Spring has arrived. Morn and eve are colourful. Each wave is on a caper. The water is cool in the spring-stream. Bud and leaf are colour. Faded longings feel revitalized. Dreams are being fulfilled. Some wicked agency may crack the joy of blossoms. Somebody may convert almond blossom into burning coal. The night of 19 January, 19990 pricks. Shiva’s picture is fixed on the wall. Heartbeats are heard. All eyes are focussed on it. All eyes glued on the frame. All murmur: Om Namah Shivayei. What a horrible and malicious night! It devastates everything. Times become brazenfaced. Criminals destroy roads. The victim never knows the butcher. Nor does the murderer know the victim. It is only for formality that the poet calls himself Shad, a happy man. Inside his heart the separation from the land of birth gnaws:
The albatross of my loss/is around the neck of my life. /I had to pour tears into my/smiling mouth.
There is need of the light. Lamps should be fuelled again. Let us dip into the sea and churn out the truth. Let us unravel the mystery. Otherwise, one feels like dew on the fire. The poet knows that shadows play the tricks. Brother gets separated from brother. Graves open their mouths. Crematoriums widen their grip. Addresses are swallowed. When a fledgling bird cannot trace back to his nest he returns mad like the poet. The exiles may brighten their skin with cosmetics. But nothing will avail. It is like rinsing a gnarled plank of wood and painting it too. The memory is etched on every drop of the tear. Homeland gives a clarion call. The morning in spring is agog. The flute is heard behind the hill. Relationship and the hope never die. The delinked will get connected. Springs will be again ours:
How long can pain be throttled/ The heart will soon heal up/ the soul’s wound…… We shall write the past anew,/brighten the future pages./This let us announce to the world./
Shad writes simple, that is why he is common man’s poet. He is not blocked in exile, weeping and pain of separation from Kashmir. He writes romantic couplets with rhythmic and acceptable terminology within the mould of common man’s ethics. Some mysterious call is felt stirring the within. He wants one glimpse along the riverbank. Seeing the flame of beauty in full is his aspiration. He wants his beloved to lift the veil partially and cast half-shut eyes towards him. Shad is caught in the cage of love. He is lost. He sees her in divine attire deceiving even the dead.
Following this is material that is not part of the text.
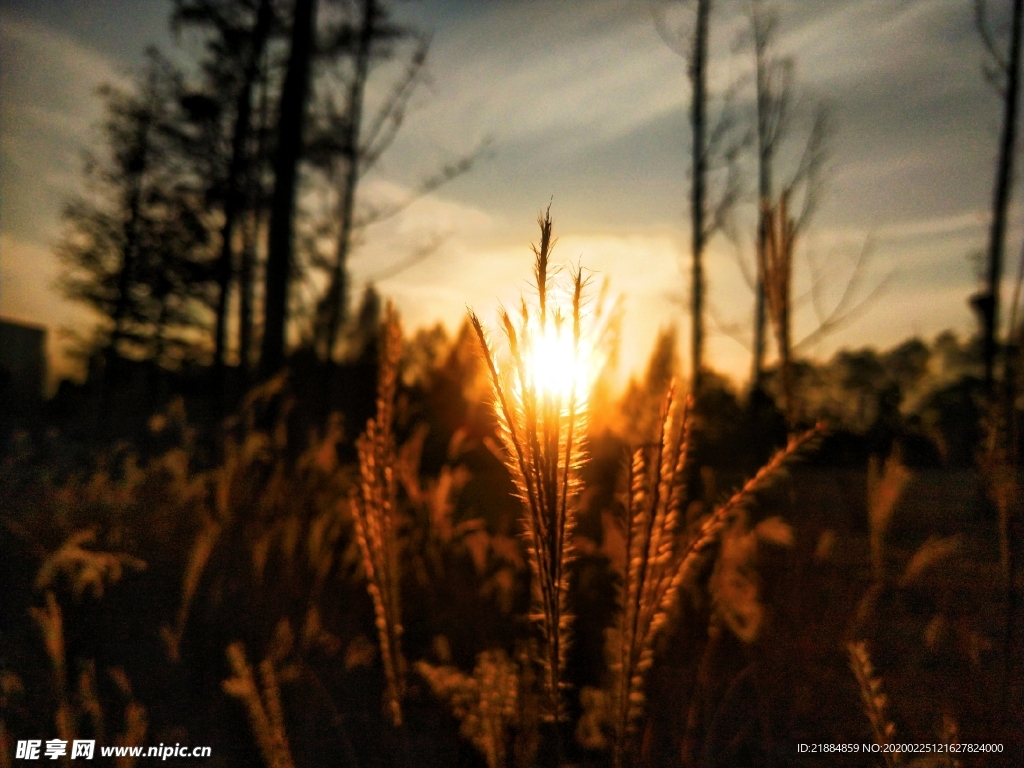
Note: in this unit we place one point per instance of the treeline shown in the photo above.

The heat of love has shrunken his warmth. All his pains will vanish, all anger and anxiety will go if she comes. He wants to make her gambol and laugh. But sometimes this all is but a joke for him. The destiny betrays him. The cupbearer fans a joke. Jugs of wine are displayed. But not a drop allowed to be tasted. The desires are crushed. People are uprooting trees and live in glasshouses. People look after false dreams. But if today’s call too will go waste, how long can hope sustain? So does the poet mourn? The translator, R N Kaul is no more. He has authored about seven books. P N Shad does not need any introduction. His poems ta ba draas (And I Left) and maj chhi akhar maji naasaan (Mother is after all a mother) are all time hits. Soft-spoken P N Shad has earned respect in the Literature in Exile. In R L Shant’s adorning words, ‘The humility with which he accepts the popularity he enjoys in Jammu as well as in Kashmir makes him simply adorable.’ P N Shad is the poet of ‘relationship’. The poet tells the friends that they are like blossoms of spring shining glorious:
Your friendship will strum the strings to melody/And Shad’s songs will reverberate abroad.